Para se atingir tal objectivo, no que respeita à aplicação
da legislação portuguesa interessa, sobretudo, informar os
cidadãos brasileiros residentes em Portugal. Tal informação
traduz-se em saber basicamente: QUEM
está abrangido pelo Acordo; QUE
matérias é que o mesmo regula; ONDE
é que ele produz efeitos.
Com esta informação espera-se propiciar as condições
mínimas de acesso a uma informação que facilite a concessão
dos benefícios da segurança social, quer do regime português,
quer as deste em coordenação com as do regime brasileiro (este
texto não se substitui à lei nem dispensa informações
mais detalhadas). QUEM?
O Acordo abrange essencialmente os nacionais portugueses e brasileiros.
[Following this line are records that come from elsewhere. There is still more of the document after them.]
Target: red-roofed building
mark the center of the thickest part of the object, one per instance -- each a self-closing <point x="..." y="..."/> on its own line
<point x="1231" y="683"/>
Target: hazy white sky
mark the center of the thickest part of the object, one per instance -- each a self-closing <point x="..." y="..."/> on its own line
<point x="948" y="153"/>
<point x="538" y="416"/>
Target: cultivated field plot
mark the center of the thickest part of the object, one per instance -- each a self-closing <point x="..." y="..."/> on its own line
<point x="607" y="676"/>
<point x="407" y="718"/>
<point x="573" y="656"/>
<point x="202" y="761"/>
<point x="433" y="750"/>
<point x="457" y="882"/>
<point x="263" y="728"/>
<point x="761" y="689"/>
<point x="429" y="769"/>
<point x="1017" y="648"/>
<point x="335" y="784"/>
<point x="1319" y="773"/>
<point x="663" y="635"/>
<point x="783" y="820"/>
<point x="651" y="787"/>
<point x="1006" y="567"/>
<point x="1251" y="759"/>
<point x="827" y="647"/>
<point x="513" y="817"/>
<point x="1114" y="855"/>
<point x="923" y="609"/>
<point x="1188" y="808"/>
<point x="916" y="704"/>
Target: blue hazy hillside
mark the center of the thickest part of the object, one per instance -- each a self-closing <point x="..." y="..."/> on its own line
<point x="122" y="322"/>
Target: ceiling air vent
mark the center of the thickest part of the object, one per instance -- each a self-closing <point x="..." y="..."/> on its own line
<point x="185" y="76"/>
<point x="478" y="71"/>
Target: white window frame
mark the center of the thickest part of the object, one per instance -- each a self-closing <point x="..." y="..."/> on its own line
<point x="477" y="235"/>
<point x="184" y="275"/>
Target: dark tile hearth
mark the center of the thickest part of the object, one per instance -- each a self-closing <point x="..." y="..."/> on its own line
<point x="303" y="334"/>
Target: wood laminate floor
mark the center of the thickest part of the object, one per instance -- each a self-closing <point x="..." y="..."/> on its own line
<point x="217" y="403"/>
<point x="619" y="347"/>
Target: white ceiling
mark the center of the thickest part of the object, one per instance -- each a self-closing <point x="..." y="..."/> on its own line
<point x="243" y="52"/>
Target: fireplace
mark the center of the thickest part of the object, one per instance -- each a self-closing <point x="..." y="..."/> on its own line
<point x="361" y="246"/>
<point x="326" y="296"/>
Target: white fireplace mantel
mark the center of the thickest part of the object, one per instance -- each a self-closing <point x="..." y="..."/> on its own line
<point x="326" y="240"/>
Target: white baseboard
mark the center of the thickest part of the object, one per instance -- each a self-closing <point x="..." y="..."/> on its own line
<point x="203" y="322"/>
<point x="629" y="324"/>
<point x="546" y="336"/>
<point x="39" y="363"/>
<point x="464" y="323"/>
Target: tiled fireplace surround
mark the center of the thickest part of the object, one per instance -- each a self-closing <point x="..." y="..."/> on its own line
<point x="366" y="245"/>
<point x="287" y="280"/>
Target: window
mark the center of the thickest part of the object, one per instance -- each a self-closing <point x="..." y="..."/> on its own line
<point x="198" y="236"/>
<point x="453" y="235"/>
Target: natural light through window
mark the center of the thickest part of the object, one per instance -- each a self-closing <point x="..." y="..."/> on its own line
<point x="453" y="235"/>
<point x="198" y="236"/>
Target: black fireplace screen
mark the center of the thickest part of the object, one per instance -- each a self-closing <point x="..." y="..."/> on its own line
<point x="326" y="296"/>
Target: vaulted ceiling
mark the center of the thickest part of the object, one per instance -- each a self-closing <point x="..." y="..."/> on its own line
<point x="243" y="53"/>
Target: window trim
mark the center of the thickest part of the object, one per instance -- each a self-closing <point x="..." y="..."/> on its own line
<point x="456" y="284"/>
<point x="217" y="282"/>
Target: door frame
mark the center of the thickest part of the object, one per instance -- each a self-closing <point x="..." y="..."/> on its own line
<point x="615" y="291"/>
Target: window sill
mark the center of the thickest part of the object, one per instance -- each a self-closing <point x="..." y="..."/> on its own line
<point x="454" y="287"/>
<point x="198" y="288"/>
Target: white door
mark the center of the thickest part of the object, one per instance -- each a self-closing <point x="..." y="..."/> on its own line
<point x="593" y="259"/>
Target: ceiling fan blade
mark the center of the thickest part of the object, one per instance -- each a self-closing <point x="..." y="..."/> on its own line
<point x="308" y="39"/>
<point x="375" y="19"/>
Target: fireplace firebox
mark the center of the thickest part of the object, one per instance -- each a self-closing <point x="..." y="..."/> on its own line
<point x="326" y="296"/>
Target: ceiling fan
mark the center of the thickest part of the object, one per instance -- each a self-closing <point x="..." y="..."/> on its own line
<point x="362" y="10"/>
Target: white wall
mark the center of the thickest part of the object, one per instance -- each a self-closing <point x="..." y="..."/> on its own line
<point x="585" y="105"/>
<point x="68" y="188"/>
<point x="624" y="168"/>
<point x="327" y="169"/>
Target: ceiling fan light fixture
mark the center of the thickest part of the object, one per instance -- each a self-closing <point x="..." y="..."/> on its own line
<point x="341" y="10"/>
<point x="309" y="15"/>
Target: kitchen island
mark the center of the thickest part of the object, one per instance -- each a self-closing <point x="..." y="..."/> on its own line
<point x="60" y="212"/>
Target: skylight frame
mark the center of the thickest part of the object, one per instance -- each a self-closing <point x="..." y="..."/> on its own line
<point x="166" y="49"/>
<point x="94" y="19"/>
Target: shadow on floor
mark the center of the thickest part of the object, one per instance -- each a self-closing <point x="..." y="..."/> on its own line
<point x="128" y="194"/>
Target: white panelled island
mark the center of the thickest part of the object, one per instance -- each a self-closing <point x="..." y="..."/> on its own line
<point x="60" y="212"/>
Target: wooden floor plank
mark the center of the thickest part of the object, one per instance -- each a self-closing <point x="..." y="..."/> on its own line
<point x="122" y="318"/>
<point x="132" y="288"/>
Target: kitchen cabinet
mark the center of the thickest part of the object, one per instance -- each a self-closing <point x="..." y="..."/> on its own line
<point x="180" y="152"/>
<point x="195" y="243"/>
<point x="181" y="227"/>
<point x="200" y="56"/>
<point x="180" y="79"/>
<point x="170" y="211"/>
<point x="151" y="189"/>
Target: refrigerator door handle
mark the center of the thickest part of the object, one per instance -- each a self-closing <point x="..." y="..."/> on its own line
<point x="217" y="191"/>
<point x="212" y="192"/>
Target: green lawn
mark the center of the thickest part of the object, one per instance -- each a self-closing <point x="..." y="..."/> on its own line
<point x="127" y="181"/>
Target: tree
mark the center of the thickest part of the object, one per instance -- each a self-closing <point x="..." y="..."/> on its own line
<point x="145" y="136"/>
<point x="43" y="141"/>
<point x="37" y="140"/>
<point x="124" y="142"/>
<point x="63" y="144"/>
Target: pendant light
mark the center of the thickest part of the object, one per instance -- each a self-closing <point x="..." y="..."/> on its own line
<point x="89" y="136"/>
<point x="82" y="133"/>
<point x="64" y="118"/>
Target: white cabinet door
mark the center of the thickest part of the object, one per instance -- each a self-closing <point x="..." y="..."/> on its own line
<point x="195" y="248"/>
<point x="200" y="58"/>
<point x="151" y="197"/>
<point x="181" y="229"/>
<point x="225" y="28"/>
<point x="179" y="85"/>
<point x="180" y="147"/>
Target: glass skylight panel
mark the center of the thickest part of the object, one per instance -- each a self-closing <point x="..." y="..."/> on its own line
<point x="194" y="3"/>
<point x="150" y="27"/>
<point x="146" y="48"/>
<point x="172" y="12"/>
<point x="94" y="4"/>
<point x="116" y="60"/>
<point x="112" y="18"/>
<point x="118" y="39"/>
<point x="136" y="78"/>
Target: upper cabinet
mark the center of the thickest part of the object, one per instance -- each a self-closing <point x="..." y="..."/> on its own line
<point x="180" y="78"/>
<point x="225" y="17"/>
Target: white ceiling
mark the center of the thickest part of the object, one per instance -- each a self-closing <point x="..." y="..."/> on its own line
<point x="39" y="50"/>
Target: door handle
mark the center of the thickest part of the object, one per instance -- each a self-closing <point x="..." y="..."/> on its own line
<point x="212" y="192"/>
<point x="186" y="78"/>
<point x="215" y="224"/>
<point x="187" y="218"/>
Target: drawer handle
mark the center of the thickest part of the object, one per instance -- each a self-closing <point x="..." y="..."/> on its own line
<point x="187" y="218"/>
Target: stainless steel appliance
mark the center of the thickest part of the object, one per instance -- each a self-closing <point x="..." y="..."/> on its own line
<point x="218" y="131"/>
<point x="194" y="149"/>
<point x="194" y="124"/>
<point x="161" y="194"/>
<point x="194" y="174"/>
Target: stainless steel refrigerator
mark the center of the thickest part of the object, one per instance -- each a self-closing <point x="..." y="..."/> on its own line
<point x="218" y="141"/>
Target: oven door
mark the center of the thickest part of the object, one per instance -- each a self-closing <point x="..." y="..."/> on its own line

Poderá, também, abranger nacionais doutros países que
tenham contribuído para a segurança social em Portugal e/ou
no Brasil O QUÊ?
O Acordo visa aplicar de forma coordenada, com vista à concessão
de benefícios, as legislações dos dois países,
a saber:
* Quanto ao Brasil
- a legislação sobre assistência médica, incapacidade
laborativa temporária, aposentadoria por velhice ou por tempo de
serviço, invalidez, pensão por morte, salário-família,
e doenças profissionais;
* Quanto a Portugal
- a legislação sobre prestações de doença
e maternidade pensões de invalidez e velhice, prestações
por morte, prestações familiares, acidentes de trabalho e
doenças profissionais. ONDE?
O Acordo produz efeitos no território dos dois países (contudo,
no que respeita à aplicação da legislação
portuguesa salienta-se que grande parte dos benefícios nela previstos
podem ser pagos no território de outros países).
PRICÍPIOS FUNDAMENTAIS
IGUALDADE:
As pessoas a quem o Acordo se aplica, relativamente às legislações
de segurança social que nele estão previstas, tem os mesmos
direitos e obrigações que os nacionais do Estado em cujo território
se encontram. LEGISLAÇÃO APLICÁVEL:
Em geral os trabalhadores de um dos dois países que se encontrem
a trabalhar no território de um deles devem ficar sujeitos à
legislação de segurança social do país do lugar
de trabalho.]
Exceptuam-se os trabalhadores que sejam destacados pela respectiva entidade
patronal para o território do outro país para, durante um
determinado período, que não poderá exceder 60 meses,
ir efectuar um determinado trabalho (este período poderá ser
prorrogado por mais 12 meses, no máximo), devendo ser portadores
do formulário PB-l que prova que continuam a contribuir para a segurança
social do país onde se situa a empresa que os empregue.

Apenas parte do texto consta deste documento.